ハローワークはこれまで、職業安定法に基づき、原則としてすべての求人を受け付けなければならなかった。しかし、今回の法案が可決されれば、特例措置として、ブラック企業からの新卒求人を受け付けないことが可能になる。
若者の雇用支援は大きな課題になっているが、今回の法案はどのような効果をもたらすことが期待されるのだろうか。労働問題にくわしい白川秀之弁護士に聞いた。
●「ブラック企業対策の観点からも一定の効果」
「ブラック企業は、若者をはじめ、働く人間を過酷な労働に追い立て、モノのように使い捨て去り、使いつぶします。

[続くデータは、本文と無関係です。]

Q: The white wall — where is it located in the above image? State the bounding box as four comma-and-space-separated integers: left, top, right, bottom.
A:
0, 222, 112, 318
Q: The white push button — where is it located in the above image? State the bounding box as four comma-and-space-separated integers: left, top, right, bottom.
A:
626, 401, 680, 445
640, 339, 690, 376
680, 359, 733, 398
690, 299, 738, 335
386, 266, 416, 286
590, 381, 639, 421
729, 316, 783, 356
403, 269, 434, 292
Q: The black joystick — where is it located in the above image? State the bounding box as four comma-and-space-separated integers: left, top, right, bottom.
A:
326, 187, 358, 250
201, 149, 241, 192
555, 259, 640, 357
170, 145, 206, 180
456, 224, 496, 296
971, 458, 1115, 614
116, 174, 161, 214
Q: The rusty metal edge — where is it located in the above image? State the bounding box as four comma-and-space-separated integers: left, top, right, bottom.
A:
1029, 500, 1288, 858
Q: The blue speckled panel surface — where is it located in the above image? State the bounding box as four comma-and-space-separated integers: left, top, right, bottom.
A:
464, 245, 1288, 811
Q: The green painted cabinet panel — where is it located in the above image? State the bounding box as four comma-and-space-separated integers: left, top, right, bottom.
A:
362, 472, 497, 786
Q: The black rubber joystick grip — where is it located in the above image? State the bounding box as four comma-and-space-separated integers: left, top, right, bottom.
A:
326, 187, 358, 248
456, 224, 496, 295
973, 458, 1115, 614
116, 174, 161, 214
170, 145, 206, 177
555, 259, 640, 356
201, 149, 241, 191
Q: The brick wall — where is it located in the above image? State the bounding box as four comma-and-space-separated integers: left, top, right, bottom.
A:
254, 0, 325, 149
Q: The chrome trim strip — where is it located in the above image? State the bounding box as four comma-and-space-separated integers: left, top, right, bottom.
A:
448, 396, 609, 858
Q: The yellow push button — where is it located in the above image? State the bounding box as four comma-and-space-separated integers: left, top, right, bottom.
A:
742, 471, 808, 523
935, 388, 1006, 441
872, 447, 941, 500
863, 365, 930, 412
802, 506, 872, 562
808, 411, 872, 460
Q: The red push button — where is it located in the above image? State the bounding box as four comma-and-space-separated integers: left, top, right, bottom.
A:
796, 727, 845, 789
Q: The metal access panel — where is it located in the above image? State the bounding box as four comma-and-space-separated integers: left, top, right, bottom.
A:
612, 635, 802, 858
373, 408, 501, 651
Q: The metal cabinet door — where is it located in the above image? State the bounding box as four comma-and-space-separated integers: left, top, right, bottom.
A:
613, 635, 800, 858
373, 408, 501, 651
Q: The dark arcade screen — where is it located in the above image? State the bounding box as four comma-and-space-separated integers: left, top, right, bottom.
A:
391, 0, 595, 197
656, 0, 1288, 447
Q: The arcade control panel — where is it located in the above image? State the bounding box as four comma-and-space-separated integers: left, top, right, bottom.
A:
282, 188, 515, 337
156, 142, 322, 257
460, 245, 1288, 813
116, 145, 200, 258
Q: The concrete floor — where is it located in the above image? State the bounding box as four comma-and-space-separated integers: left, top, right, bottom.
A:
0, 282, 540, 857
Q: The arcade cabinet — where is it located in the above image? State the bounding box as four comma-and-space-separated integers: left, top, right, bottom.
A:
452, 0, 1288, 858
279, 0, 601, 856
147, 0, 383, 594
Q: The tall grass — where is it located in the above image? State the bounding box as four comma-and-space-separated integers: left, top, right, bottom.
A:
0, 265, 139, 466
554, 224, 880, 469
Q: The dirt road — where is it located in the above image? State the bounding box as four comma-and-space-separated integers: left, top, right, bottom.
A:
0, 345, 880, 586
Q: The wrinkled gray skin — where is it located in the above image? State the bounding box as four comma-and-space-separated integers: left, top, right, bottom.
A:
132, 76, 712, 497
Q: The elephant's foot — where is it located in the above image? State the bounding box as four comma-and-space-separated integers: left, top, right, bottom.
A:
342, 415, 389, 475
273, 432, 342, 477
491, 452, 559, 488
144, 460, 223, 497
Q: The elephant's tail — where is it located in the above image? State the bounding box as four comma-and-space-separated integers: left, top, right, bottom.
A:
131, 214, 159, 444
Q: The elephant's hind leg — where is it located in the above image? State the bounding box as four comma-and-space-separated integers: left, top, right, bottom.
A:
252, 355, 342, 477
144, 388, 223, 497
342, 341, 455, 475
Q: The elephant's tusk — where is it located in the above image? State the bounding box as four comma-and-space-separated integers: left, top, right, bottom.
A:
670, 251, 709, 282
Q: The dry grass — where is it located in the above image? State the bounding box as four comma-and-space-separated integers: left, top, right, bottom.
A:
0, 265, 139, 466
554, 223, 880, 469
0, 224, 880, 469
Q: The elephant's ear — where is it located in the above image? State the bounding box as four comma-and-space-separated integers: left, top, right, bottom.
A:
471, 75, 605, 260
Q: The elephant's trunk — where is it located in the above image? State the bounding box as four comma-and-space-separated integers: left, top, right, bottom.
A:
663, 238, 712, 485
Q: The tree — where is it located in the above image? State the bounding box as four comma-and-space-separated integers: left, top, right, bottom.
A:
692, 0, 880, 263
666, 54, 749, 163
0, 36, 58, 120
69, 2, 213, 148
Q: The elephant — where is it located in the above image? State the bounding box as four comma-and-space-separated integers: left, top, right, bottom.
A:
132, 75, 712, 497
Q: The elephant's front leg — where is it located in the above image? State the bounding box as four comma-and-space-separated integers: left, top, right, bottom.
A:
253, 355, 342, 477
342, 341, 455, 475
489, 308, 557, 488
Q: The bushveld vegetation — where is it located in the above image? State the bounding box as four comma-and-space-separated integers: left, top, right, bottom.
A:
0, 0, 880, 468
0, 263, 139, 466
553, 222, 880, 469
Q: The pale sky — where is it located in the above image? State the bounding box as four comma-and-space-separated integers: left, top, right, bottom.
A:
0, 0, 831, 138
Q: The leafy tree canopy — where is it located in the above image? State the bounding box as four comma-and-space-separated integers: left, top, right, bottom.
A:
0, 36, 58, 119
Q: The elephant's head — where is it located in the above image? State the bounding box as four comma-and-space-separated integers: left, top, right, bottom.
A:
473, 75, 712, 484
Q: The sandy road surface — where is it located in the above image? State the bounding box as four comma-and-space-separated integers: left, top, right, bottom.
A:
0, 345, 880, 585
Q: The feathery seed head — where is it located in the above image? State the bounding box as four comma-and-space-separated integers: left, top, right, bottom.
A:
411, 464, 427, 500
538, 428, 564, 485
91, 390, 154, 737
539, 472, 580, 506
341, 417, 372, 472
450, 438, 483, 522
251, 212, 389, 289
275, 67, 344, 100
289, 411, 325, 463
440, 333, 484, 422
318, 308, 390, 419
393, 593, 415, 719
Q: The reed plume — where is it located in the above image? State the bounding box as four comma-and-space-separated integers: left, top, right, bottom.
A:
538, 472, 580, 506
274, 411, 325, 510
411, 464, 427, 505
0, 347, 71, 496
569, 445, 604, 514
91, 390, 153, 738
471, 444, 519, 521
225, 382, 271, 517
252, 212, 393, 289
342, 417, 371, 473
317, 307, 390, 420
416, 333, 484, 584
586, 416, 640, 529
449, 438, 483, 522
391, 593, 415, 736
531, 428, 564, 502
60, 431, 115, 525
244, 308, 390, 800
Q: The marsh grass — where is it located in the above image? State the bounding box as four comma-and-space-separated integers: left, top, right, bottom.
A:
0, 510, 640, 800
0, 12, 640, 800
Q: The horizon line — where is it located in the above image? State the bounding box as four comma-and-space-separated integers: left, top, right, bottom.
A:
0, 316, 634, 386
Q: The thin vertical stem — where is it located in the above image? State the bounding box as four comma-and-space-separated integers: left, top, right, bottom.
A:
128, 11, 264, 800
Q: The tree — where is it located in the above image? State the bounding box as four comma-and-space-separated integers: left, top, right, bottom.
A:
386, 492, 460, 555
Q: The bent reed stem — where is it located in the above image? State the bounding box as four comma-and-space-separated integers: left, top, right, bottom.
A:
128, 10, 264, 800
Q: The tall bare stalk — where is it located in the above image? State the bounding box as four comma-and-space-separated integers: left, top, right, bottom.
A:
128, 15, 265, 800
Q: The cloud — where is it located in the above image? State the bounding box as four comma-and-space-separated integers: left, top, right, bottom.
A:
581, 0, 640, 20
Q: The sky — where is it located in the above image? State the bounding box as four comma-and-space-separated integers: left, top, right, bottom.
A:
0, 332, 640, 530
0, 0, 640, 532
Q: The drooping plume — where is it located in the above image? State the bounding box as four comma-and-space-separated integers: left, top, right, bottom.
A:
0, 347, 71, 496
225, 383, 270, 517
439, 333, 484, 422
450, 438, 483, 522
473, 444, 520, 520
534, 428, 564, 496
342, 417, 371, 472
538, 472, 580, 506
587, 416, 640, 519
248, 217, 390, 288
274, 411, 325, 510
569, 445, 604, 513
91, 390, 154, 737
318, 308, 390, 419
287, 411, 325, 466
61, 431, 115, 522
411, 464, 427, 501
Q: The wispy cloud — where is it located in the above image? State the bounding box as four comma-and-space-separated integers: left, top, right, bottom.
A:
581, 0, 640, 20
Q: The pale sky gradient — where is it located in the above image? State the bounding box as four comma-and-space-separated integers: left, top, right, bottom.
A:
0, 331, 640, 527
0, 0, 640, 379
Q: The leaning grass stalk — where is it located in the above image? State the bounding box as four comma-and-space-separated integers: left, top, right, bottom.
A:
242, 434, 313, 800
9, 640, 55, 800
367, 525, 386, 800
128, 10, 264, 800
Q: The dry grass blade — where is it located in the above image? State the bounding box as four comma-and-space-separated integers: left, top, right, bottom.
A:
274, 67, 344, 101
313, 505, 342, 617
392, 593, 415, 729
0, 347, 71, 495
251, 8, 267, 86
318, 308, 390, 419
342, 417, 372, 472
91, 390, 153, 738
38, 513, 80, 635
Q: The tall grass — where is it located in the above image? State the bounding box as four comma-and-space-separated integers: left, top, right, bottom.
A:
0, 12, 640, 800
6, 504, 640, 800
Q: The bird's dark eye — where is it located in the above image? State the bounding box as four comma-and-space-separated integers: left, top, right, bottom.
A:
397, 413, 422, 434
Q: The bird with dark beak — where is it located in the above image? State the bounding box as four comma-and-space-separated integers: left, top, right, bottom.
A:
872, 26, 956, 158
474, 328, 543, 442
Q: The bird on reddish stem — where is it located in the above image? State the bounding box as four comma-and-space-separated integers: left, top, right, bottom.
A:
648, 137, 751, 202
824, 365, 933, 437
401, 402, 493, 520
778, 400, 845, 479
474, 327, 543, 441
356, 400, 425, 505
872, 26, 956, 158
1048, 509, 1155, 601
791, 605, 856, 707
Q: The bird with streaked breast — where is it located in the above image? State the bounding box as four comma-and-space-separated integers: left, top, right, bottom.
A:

今回の法案は、若者の雇用対策だけではなく、ブラック企業対策の観点からも、一定の効果があるといえます」
白川弁護士はこう切り出した。どのような理由があるのだろうか。
「ブラック企業対策としては、長時間労働などの違法な働かせ方に対して、行政による是正措置がおこなわれることも必要ですが、それ以上に、離職者数など、ブラック企業にあたるのか否かの情報が提供され、ブラック企業が労働市場から淘汰されることが重要だからです」
効果は十分なのだろうか。
「不十分な点はあります。まず、今回の法案は、新卒求人のみを対象としており、中途採用については改善されていません。
また、最近はハローワークではなく、リクナビやマイナビといった民間の就職活動サイトを通じた採用の割合が高い状況にあります。ハローワークだけ新卒求人を制限するのでは、効果は限定的なものにすぎないでしょう」
今回の仕組みはどのような改善の余地があるのだろうか。
「たとえば、企業に対して新規採用者数と退職者数を開示することを義務づけたり、ハローワークに対して、『就職を検討している会社がブラック企業に該当するのかどうか』を問い合わせることができる情報提供の仕組みを作ることも有効でしょう。
また、ブラック企業の募集では、賃金総額に一定の残業代を含んでいたり、誇大広告的な情報を出しているケースもたくさんあります。賃金形態や賃金の種類など、より詳しい情報を求人募集に明示させることも重要になるでしょう」
白川弁護士はこのように述べていた。